O que diz muito sobre a felicidade deles...
[Risos] Aqui já não estamos no paradigma do controlo, mas na capacidade de incluir o risco na vida. A catástrofe vem, faz parte da vida, e é necessário aceitá-la.
O problema é que o nível da construção tecnológica envolve-os na catástrofe não só a eles, mas a toda a gente. Esta civilização tecnológica não nos lavará inevitavelmente à catástrofe, a não ser que interrompamos este rumo da história, como defendia Benjamin?
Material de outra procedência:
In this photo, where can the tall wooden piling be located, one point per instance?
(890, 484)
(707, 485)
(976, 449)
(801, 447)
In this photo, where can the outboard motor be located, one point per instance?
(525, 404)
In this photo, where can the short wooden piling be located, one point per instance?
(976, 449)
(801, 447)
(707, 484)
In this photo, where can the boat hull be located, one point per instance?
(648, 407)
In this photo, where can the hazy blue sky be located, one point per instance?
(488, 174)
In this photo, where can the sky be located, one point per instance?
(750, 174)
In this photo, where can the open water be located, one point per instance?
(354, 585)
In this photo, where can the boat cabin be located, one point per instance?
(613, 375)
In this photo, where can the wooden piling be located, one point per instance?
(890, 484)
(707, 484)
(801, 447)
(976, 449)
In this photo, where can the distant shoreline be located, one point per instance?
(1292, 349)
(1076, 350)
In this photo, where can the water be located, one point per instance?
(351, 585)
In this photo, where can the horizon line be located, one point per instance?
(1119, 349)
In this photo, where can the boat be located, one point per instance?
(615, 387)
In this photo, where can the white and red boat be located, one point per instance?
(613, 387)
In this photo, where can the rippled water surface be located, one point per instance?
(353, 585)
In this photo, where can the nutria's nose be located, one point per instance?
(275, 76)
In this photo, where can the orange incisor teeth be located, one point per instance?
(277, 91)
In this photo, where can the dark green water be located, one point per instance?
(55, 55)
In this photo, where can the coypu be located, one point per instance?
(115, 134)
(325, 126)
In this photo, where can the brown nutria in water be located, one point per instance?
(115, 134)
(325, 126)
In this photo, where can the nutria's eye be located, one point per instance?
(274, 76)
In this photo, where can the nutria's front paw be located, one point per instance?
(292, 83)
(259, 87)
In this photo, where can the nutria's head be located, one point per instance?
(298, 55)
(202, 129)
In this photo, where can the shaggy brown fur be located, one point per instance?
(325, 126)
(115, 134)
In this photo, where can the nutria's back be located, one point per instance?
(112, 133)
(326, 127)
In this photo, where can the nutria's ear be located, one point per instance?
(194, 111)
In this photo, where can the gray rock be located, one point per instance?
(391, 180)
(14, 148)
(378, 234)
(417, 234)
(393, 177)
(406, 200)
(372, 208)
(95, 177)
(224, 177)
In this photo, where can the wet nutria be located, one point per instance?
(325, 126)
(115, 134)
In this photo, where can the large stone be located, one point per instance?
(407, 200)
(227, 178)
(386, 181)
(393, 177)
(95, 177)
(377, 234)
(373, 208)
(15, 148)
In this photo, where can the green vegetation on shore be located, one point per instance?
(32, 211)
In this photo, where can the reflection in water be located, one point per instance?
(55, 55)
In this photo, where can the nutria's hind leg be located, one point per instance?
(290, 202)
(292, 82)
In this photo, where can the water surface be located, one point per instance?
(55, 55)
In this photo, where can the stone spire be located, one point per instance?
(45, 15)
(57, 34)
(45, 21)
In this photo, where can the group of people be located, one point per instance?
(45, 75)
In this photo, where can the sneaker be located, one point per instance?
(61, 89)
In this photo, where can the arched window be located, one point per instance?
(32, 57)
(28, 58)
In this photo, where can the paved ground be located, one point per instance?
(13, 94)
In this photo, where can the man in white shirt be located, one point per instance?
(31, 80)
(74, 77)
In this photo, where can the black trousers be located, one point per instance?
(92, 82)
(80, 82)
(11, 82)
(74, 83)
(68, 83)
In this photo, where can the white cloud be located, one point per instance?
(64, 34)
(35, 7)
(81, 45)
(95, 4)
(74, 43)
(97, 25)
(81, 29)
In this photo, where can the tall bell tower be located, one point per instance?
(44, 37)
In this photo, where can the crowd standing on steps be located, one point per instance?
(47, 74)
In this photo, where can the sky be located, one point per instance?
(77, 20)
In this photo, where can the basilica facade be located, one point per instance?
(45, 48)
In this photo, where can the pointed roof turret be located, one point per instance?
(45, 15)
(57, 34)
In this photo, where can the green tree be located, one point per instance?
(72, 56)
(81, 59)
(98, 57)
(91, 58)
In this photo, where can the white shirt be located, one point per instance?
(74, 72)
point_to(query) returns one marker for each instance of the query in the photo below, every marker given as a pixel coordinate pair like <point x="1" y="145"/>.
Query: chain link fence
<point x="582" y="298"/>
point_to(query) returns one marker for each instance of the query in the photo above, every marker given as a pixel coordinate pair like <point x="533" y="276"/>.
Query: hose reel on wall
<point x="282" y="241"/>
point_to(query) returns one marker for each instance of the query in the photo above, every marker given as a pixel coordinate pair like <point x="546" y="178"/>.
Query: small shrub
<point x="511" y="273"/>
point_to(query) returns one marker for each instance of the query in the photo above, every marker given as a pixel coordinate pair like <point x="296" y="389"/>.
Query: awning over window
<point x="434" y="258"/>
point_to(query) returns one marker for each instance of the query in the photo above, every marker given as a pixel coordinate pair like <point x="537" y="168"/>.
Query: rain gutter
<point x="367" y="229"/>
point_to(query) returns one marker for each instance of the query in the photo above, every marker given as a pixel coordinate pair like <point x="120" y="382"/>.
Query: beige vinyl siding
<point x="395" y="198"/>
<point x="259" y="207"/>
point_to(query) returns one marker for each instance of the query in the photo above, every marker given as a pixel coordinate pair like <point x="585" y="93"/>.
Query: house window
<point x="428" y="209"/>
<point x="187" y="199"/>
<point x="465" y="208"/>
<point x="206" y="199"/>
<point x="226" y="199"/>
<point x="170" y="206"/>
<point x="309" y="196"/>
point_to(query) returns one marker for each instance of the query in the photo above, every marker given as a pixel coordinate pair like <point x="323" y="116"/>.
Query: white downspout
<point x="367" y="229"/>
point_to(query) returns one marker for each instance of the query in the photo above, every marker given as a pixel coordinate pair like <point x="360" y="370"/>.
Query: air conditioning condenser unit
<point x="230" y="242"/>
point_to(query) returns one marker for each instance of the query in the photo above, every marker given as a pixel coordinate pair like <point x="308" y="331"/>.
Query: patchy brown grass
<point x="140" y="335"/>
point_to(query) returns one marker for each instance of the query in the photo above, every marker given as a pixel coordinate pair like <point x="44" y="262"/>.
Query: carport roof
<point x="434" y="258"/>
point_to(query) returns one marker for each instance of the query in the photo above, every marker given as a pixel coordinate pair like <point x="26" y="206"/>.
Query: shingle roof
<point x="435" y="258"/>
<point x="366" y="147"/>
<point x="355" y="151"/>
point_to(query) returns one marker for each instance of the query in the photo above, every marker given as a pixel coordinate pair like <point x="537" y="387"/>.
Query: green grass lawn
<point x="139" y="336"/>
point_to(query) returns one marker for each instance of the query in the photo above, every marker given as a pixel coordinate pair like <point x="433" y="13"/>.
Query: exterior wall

Esta visão é um pouco niilista. O Benjamin quando coloca o anjo da história recria uma figura que olha para o passado em que se acumulam por todo o lado ruínas, sem conseguir alterar o rumo para o futuro. É uma imagem de impotência total. É a ideia de que o ser humano introduz na Terra a sua capacidade de autodestruição do planeta. Mas Benjamin tinha também essa ideia de transcendência. O grupo do Japão que participou nesta conferência. A nossa ideia foi trazer diversas linguagens e tentar perceber como as ciências sociais e humanas funcionam perante a catástrofe. Tínhamos sociólogos, antropólogos, tecnólogos, historiadores, especialistas em media, com perspectivas muito diferenciadas. E os japoneses trouxeram esta noção que é intelectualmente impensável para nós da representação do desastre. Falaram do conceito de Mojo, a ideia de ciclo, de que a vida flui entre o tudo e o nada. Que a vida continua por outras formas. Uma das perguntas que se fez com o embaixador é o que diz sobre os engenheiros que ficaram nas centrais sabendo que iam morrer. E como pretendia o governo honrar esse memória? Ele disse uma coisa muito interessante: eles fizeram aquilo que se esperava deles. Como japoneses, todos teriam feito o mesmo. O sacrifício do indivíduo pela comunidade é o que era de esperar.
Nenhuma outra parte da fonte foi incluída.